Nommer la bête de Sam Sykes (Name the Beast) est le récit qui m’a le moins plu de cette anthologie. J’ai dû passer à côté de quelque chose avec ce texte, parce que j’ai été très longtemps perdue, ne sachant pas si je suivais la bête ou ses victimes. Il y a des changements de point de vue que j’ai compris, mais d’autres absolument pas, ne sachant pas de qui il était question. Bref, pour moi, une déception…

Enfin… La Princesse et la Reine, ou les Noirs et les Verts de George R.R. Martin (The Princess and the Queen). Le meilleur pour la fin, comme on dit! Et bien que talonnée de très près par les textes de Joe Abercrombie et Brandon Sanderson dans mon appréciation, c’est le meilleur récit de cette anthologie. Ici, Martin reste dans l’univers de A Song of Fire and Ice, autrement connu sous Le trône de Fer, et nous présente des événements ayant eu lieu 200 ans avant sa célèbre saga, que je n’ai pas encore lue. Ne connaissant la plume de Martin que par les textes que j’ai découverts dans Wild Cards, une autre anthologie qu’il a dirigée, j’avoue que j’avais quelques appréhensions, sachant la multitude de personnages qui peuplent Westeros. Je craignais d’être perdue dans les relations que chacun entretient, de confondre les noms et de perdre le fil. Et bien non. J’ai rapidement été happée dans cette nouvelle qui oppose deux femmes: la princesse Rhaenyra et sa belle-mère, la reine Alicent. Toutes deux revendiquent leur légitimité à accéder au Trône de Fer, la première pour elle-même, la seconde pour son fils aîné. Un terrible conflit va éclater, la danse des dragons, mettant Westeros tout entier à feu et à sang. Alliances, complots, trahisons, sacrifices et actes de bravoure, on retrouve tout cela dans ce texte très vivant, au rythme haletant et où l’auteur n’hésite pas à dire les choses crûment.

Dans l’ensemble, une anthologie plutôt homogène, avec une seule véritable déception pour moi.
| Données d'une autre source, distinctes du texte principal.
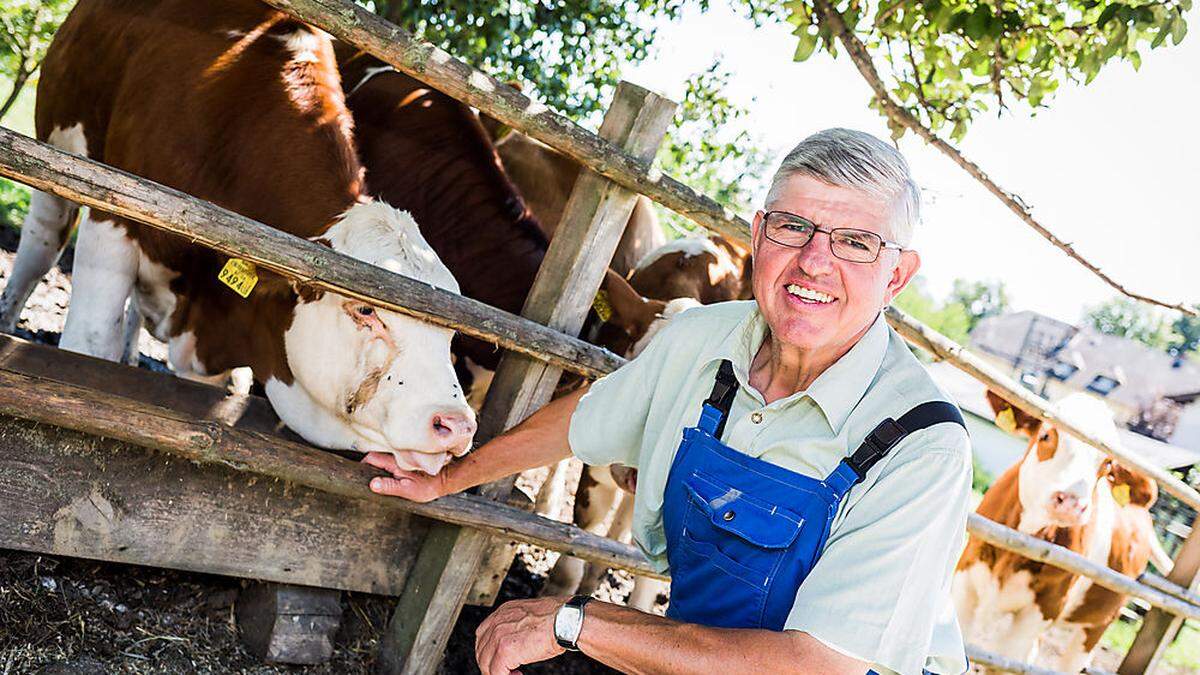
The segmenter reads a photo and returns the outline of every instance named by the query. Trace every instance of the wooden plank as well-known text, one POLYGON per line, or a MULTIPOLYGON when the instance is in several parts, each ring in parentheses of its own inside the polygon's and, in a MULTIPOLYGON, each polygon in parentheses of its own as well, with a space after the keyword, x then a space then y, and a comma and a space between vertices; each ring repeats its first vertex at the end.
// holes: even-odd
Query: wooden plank
POLYGON ((394 594, 421 519, 0 416, 0 547, 394 594), (366 536, 364 533, 370 533, 366 536))
MULTIPOLYGON (((1200 522, 1192 522, 1192 532, 1184 540, 1175 556, 1175 567, 1167 575, 1167 581, 1197 590, 1200 588, 1200 522)), ((1142 628, 1133 639, 1129 651, 1117 670, 1120 675, 1152 673, 1162 662, 1167 648, 1183 628, 1183 617, 1173 615, 1159 607, 1146 613, 1142 628)))
MULTIPOLYGON (((169 377, 140 372, 148 377, 169 377)), ((378 471, 361 462, 272 434, 229 428, 93 389, 0 369, 0 415, 106 437, 128 444, 121 446, 125 448, 132 445, 159 450, 184 460, 189 466, 215 465, 240 472, 248 481, 263 482, 261 478, 266 477, 273 479, 267 481, 271 484, 284 486, 286 482, 366 501, 388 512, 389 518, 411 513, 662 578, 632 546, 566 523, 540 518, 476 495, 452 495, 428 504, 384 497, 367 487, 378 471)), ((153 563, 148 560, 142 564, 153 563)))
POLYGON ((0 176, 186 237, 307 285, 461 331, 589 377, 624 360, 578 338, 393 274, 178 190, 0 127, 0 176))
POLYGON ((715 200, 651 167, 620 143, 581 128, 549 108, 347 0, 265 0, 305 23, 373 54, 504 124, 573 157, 617 185, 745 245, 750 225, 715 200))
POLYGON ((200 382, 130 368, 10 335, 0 335, 0 368, 170 408, 196 419, 216 420, 239 429, 299 440, 299 436, 286 430, 271 404, 260 396, 231 394, 200 382))
MULTIPOLYGON (((653 159, 675 104, 622 82, 600 133, 642 161, 653 159)), ((567 202, 522 314, 563 332, 578 333, 621 239, 637 195, 595 173, 581 173, 567 202)), ((491 438, 545 405, 561 370, 508 353, 501 359, 480 417, 479 437, 491 438)), ((502 499, 512 478, 482 486, 481 496, 502 499)), ((430 531, 421 565, 410 580, 385 635, 380 662, 387 672, 433 673, 474 580, 489 537, 478 531, 439 527, 430 531), (432 589, 432 590, 430 590, 432 589), (420 616, 420 621, 414 617, 420 616)), ((503 545, 503 542, 501 543, 503 545)), ((507 568, 507 563, 498 563, 507 568)))
POLYGON ((333 655, 341 592, 290 584, 251 584, 237 599, 242 642, 271 663, 312 665, 333 655))

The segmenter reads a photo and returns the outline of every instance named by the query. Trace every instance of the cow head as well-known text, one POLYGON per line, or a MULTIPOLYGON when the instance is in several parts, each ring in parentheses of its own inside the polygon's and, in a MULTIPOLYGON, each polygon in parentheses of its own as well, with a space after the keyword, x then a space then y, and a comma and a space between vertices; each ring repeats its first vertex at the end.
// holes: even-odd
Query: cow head
POLYGON ((1158 483, 1112 459, 1105 461, 1109 468, 1108 478, 1113 486, 1113 498, 1118 504, 1132 504, 1148 509, 1158 501, 1158 483))
MULTIPOLYGON (((387 270, 458 292, 458 283, 406 212, 358 204, 319 241, 387 270)), ((299 288, 284 333, 292 382, 267 396, 283 421, 329 448, 390 452, 433 474, 467 452, 475 414, 450 361, 453 331, 336 293, 299 288)))
POLYGON ((646 345, 676 314, 698 307, 691 298, 671 301, 642 297, 621 275, 605 272, 600 288, 608 294, 612 315, 599 333, 597 341, 627 358, 642 353, 646 345))
MULTIPOLYGON (((1042 422, 1010 405, 992 392, 988 402, 997 424, 1029 439, 1021 459, 1017 488, 1021 500, 1021 526, 1025 532, 1046 527, 1074 527, 1092 515, 1098 489, 1113 463, 1100 450, 1080 441, 1049 422, 1042 422)), ((1103 401, 1076 393, 1057 403, 1058 412, 1109 445, 1118 444, 1112 411, 1103 401)))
Des textes divers pour varier les plaisirs et une vraie bonne idée de mettre les femmes en avant, de montrer qu’elles peuvent être aussi débrouillardes, intelligentes, fortes que les hommes. Et si elles semblent dangereuses à certains, c’est peut-être finalement parce qu’elles leur sont supérieures 😉

 

 

 

Édition présentée: France Loisirs (janvier 2017). Titre original: Dangerous Women. Traduit de l’anglais (États-Unis) par Benjamin Kuntzer. ISBN/EAN13 J’ai Lu: 9782290105917.